Contract price and packages will remain a priority in 2023

30 December 2022

Michael Sly

Michael Sly

NFU Sugar Board chair

An image of Michael Sly stood in a field of unharvested sugar beet crop

In his New Year message, NFU Sugar Board chair Michael Sly looks at the impact of draught and beet moth on 2022 sugar yields, and addresses the need for contract prices that deliver for growers.

This has been a challenging year for the sugar sector.

Drought and beet moth have conspired to restrict yields across the growing area, while the associated symptoms have further complicated our fight against the old enemy: virus yellows.

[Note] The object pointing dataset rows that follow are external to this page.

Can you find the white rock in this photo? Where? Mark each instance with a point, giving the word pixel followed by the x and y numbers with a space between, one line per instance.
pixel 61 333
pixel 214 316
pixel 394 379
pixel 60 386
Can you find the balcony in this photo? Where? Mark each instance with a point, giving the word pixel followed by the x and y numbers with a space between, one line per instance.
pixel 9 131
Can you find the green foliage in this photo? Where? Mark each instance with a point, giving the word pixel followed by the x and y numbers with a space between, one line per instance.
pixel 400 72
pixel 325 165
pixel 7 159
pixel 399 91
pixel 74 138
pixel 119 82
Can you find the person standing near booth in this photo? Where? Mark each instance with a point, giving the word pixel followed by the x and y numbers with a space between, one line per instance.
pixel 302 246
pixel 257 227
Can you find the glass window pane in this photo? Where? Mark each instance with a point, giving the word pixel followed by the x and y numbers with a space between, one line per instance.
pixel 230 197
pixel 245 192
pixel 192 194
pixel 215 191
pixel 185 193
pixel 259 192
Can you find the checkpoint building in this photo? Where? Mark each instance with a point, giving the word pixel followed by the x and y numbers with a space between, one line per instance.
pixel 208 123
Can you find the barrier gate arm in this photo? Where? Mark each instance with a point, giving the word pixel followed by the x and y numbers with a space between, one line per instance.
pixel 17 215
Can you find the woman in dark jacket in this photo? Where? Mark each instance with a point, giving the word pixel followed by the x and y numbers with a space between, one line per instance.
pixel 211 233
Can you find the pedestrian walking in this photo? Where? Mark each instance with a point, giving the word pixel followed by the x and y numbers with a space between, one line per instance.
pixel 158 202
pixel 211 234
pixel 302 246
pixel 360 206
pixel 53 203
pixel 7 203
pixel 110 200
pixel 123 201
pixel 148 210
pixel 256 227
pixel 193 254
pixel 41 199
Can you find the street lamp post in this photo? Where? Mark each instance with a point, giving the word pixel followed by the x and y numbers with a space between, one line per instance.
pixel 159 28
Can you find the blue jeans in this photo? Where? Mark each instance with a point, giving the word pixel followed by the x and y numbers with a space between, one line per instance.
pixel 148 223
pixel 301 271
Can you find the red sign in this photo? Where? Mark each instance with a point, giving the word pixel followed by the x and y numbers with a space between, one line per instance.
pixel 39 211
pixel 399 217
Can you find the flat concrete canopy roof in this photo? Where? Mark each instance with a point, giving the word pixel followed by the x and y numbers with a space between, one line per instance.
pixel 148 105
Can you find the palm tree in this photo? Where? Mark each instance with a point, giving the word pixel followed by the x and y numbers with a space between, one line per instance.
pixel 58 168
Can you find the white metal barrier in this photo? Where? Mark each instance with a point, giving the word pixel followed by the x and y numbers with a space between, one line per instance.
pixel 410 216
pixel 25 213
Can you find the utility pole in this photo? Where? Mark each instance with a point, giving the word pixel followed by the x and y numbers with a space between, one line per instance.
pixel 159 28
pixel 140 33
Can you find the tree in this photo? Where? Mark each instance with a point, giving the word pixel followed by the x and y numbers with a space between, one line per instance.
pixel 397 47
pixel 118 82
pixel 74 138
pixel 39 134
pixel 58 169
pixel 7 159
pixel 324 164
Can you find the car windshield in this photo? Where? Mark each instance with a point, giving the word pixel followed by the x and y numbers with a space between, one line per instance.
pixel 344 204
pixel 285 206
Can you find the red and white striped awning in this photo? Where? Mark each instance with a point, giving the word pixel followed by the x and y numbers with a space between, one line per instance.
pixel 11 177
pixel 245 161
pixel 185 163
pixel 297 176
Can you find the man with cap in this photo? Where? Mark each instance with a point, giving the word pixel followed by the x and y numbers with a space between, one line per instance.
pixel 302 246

The campaign got off to a slow start – it wasn’t until the second half of October that all four factories were open.

2022 challenges rolling into 2023

Continued mild weather throughout the autumn and into early winter ensured that lifting conditions remained good, but we still anticipate a harvest below the five-year average.

The challenges associated with pests, disease and a changing climate aren’t going away as we move into 2023, and beet moth in particular will certainly remain on our radar.

“Negotiating an appropriate contract price and package for 2023/24 will remain very much a priority”

NFU Sugar Board chair Michael Sly

Plant protection and innovation

NFU Sugar will remain focused on ensuring that growers have access to the full suite of plant protection products they require for the 2023 crop, and we continue to work closely with the British Beet Research Organisation to ensure that growers remain abreast of the latest innovations in plant productivity and protection.

Ensuring contract prices reward growers

We anticipate a greater beet area this year as growers respond to the £40/t contract, but this price is exactly where it needs to be in light of continued sky-high input costs and the increased associated challenges facing sugar beet.

Negotiating an appropriate contract price and package for 2023/24 will remain very much a priority.

The futures-linked contract delivered returns of over £43/t last autumn and we look forward to rolling this option out further this year, allowing growers greater empowerment to manage the risks and rewards in the sugar market.

We will continue to support industry work to increase growers’ understanding of the environmental impacts of sugar beet and ensure growers can proactively benefit from the opportunities of the transition to net zero.